Faith is on the cusp of another goodbye — a move in July to Seattle, Washington. I wish her well. I know this amazing young woman has many more fulfilling chapters to come in her life and perhaps many more homes. But the home she had in that small village beside the Mekong River will live on within her as my home amidst the rice paddies of Pamplona still does. How could it not? “I farmed — felt the moist mud between fingers as I planted rice. I ate sticky rice and even bugs. I collected snails from a pond and then cooked them in a frying pan. I attended weddings and I cried at funerals. I met my little Thai sister, Nong View, and then buried her one year later. I came to teach my coteachers and my students English and ended up being schooled about life.” These experiences imbed themselves deep within regardless of what follows.
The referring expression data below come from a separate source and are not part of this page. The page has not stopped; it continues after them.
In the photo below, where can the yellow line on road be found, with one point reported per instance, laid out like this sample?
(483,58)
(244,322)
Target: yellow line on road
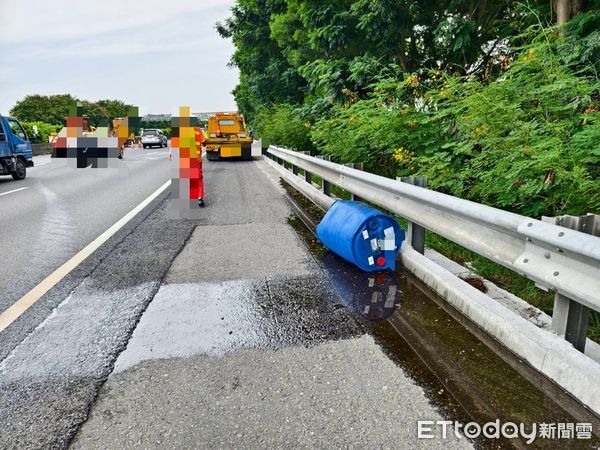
(15,311)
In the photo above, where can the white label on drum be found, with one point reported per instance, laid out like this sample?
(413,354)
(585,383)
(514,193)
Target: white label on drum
(374,245)
(389,233)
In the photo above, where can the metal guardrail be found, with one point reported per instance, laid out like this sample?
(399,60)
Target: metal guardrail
(555,258)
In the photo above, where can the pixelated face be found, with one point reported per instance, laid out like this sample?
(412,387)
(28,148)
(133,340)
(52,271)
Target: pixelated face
(187,184)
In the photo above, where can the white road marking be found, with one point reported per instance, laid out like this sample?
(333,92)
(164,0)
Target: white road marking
(14,190)
(17,309)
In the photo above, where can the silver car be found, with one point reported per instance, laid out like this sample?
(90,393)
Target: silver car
(153,136)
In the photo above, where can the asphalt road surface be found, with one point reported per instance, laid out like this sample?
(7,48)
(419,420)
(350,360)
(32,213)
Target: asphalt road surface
(55,212)
(223,331)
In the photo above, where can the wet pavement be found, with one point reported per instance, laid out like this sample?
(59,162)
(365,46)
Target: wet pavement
(243,332)
(260,349)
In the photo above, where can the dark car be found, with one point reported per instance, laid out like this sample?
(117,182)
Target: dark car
(151,137)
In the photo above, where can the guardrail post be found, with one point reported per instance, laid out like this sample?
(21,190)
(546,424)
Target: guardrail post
(569,318)
(326,184)
(415,233)
(357,166)
(307,175)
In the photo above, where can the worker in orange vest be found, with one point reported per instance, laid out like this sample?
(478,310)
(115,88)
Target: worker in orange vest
(197,183)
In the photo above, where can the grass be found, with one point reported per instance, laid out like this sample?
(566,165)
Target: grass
(497,274)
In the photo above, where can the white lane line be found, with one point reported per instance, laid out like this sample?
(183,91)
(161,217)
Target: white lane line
(14,190)
(15,311)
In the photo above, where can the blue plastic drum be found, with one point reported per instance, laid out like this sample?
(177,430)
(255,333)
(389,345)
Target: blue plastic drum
(361,235)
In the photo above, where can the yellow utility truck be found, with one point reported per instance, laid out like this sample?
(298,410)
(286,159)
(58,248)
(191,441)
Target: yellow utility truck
(227,137)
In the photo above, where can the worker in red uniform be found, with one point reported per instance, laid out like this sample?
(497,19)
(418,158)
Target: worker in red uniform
(197,183)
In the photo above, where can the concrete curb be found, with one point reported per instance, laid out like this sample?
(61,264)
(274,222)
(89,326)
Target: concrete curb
(548,353)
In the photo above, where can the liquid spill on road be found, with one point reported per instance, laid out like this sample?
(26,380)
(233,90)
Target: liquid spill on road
(462,376)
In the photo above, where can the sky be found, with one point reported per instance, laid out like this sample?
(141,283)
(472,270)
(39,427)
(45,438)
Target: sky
(155,54)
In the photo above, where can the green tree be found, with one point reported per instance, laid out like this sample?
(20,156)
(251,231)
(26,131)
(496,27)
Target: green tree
(44,108)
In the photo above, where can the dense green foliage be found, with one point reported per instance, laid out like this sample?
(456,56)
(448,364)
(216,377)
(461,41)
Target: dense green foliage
(488,98)
(54,109)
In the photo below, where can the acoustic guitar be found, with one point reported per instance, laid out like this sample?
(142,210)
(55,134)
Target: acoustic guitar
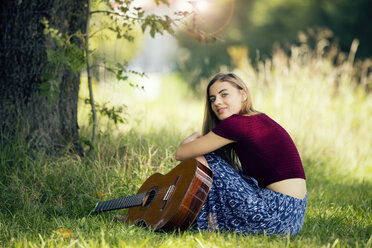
(167,202)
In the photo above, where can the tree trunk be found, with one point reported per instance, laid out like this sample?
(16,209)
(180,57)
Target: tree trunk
(49,126)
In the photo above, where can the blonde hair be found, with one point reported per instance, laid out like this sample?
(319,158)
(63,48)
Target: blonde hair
(211,120)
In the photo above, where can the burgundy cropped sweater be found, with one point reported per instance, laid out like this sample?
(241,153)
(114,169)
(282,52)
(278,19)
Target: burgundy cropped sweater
(265,150)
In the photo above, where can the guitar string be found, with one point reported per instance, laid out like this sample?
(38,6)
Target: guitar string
(117,203)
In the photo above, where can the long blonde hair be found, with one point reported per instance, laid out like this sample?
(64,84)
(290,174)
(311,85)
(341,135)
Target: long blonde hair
(211,120)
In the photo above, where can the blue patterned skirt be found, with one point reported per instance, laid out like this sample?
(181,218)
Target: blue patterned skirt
(238,204)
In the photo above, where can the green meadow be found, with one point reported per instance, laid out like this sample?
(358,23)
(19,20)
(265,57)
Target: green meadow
(325,106)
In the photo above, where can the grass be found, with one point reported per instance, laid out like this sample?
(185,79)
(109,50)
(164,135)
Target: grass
(47,202)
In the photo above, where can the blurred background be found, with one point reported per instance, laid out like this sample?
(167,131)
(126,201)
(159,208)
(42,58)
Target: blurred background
(307,63)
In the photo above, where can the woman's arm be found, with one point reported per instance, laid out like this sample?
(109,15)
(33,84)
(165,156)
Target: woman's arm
(197,145)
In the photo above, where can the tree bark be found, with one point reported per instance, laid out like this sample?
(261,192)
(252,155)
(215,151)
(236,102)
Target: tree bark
(47,126)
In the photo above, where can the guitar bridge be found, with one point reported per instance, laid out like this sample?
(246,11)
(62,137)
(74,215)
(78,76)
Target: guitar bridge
(169,193)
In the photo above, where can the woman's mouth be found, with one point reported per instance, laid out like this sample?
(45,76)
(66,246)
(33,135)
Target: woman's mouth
(221,110)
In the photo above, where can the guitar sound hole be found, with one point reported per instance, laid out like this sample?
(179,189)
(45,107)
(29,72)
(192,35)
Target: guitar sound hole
(150,196)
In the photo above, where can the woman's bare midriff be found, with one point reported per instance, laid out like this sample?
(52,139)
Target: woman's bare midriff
(295,187)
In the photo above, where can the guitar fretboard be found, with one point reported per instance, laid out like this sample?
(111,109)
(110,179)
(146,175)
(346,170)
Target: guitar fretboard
(120,203)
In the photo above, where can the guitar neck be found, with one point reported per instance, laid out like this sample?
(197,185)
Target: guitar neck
(120,203)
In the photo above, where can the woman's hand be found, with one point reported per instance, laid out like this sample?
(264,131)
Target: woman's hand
(192,137)
(196,145)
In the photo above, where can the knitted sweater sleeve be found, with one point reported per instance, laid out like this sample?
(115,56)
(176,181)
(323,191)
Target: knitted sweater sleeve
(229,128)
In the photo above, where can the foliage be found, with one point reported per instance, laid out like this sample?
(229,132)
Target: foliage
(260,25)
(47,202)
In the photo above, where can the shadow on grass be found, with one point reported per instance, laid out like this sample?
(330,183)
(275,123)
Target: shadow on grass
(338,207)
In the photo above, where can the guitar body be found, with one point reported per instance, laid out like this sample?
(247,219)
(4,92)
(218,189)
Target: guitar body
(174,200)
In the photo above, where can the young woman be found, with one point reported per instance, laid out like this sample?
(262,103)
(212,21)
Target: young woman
(266,191)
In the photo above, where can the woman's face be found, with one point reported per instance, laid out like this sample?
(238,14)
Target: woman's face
(225,99)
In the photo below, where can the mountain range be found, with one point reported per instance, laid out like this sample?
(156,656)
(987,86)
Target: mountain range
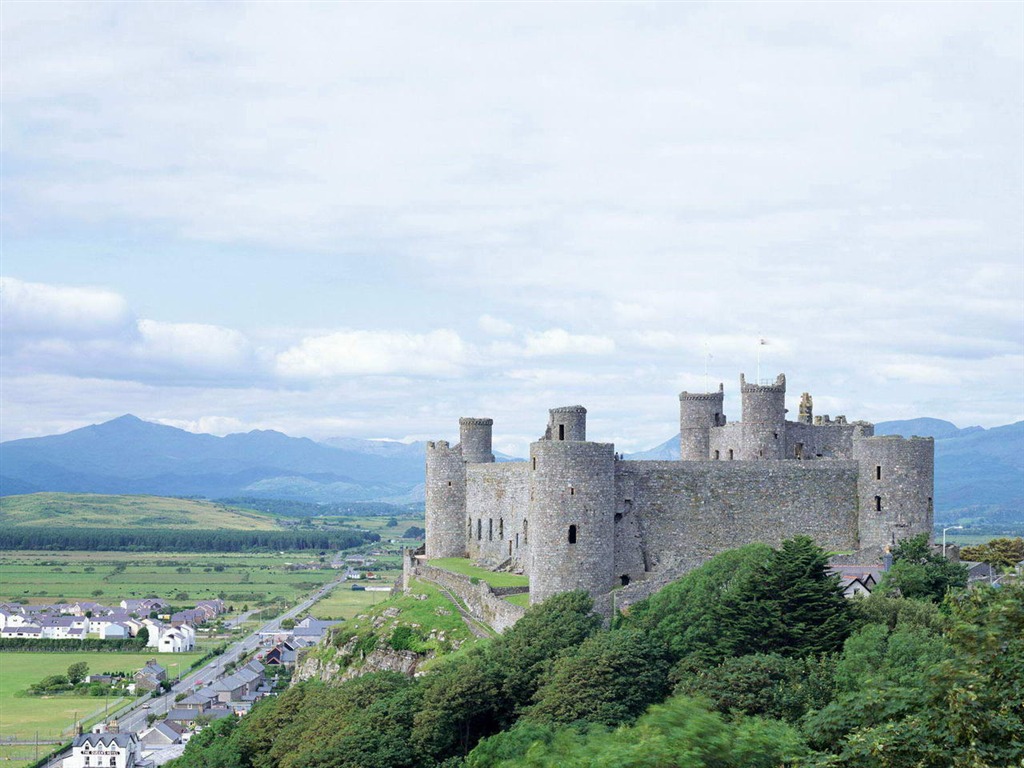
(979,473)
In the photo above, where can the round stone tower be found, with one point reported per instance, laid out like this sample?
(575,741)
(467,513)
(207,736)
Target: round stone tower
(571,517)
(895,485)
(567,423)
(474,435)
(764,419)
(445,507)
(698,412)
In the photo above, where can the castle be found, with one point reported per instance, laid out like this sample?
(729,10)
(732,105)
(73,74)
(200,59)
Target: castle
(574,515)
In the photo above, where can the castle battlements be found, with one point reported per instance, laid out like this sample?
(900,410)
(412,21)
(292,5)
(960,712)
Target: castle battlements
(573,515)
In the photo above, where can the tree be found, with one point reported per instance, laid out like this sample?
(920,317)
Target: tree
(610,679)
(751,600)
(461,705)
(77,672)
(1004,553)
(964,711)
(918,572)
(525,651)
(761,684)
(680,733)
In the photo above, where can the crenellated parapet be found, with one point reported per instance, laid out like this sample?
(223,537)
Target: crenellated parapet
(896,486)
(574,516)
(698,414)
(445,500)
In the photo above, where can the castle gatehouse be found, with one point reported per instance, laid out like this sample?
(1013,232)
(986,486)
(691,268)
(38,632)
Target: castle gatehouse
(576,515)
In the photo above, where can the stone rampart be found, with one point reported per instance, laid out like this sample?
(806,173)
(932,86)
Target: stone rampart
(693,510)
(481,600)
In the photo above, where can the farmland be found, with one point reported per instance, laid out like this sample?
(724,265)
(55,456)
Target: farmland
(52,717)
(345,603)
(181,578)
(96,511)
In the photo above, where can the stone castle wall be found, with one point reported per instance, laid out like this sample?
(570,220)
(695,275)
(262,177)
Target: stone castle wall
(497,502)
(690,511)
(573,516)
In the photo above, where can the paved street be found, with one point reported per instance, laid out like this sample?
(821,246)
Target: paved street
(132,717)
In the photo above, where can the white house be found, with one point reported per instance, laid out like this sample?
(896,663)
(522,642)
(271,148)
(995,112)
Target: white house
(103,751)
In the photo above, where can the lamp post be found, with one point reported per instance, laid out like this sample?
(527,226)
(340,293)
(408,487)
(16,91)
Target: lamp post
(951,527)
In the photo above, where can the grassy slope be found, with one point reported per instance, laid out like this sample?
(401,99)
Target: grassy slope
(439,628)
(94,511)
(465,567)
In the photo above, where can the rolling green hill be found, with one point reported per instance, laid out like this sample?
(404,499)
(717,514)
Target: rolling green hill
(94,511)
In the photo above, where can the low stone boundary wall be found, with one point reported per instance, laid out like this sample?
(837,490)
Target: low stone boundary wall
(483,601)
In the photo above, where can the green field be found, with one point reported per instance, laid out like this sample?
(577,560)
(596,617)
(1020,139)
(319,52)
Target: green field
(53,717)
(465,567)
(342,602)
(180,578)
(95,511)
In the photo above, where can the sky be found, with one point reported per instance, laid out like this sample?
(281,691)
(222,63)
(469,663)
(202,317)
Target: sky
(369,219)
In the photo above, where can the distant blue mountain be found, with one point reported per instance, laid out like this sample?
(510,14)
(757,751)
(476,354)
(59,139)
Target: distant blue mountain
(131,456)
(979,473)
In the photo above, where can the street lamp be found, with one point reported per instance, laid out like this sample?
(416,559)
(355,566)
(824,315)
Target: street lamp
(951,527)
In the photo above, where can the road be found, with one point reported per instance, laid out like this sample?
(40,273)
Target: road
(133,716)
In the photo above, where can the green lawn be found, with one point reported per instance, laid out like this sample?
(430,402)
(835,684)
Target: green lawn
(342,602)
(53,716)
(54,577)
(520,599)
(93,510)
(465,567)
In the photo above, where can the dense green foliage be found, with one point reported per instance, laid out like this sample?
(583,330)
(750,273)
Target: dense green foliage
(1005,553)
(751,600)
(921,573)
(803,679)
(50,645)
(160,540)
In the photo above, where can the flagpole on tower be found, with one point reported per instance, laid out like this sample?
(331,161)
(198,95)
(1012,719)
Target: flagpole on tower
(707,361)
(761,343)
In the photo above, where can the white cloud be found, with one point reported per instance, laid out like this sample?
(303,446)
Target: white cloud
(193,345)
(496,326)
(374,352)
(561,342)
(34,309)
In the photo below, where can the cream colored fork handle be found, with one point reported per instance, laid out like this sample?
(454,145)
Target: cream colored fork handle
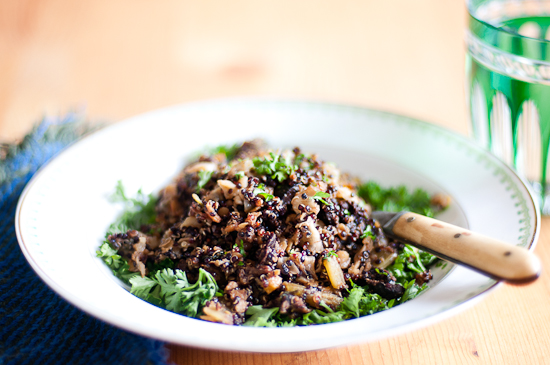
(498,259)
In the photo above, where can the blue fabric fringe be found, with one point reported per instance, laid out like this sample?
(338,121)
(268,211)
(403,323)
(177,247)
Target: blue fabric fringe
(36,325)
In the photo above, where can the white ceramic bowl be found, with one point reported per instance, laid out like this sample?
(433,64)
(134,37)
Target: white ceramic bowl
(64,212)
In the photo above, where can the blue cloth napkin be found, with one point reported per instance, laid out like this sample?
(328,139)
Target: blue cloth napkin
(36,325)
Faith intends to try to go back some day to revisit her other home, a thought that I had sometimes entertained. Often I’d have dreams — ones that felt so real — that found me walking once again down the dirt road at night to my small town past banana trees aglow with fireflies. I wondered what it would have been like to return, to see how all those missing years had changed the people and places I had known so well, to see how they remembered me. My path did not lead that way; perhaps Faith’s will. I look forward to reading about that journey if it does occur.

Though I’m not 88 quite yet, I still look back to the one split second of my life in my other home in the Philippines. Sometimes it seems unreal, another lifetime in some distant past. Other times it seems like yesterday. I look back at my fading photos and the images come clear once again. The feel of the humid tropical air just after the daily rainstorm, the sweet smell of the sampaguita blooming wildly, the perpetual sound of laughter from the children in the muddy streets, the savory taste of adobo and lechon and pancit — all of them still resonate in my very cells. Faith said she cries now when she looks at her photos. As time goes by, I believe the sadness of separation they recall will be replaced by the deep-seated gratification that having this other home is a timeless gift, one that will continue to reveal its value and wonder with each passing year.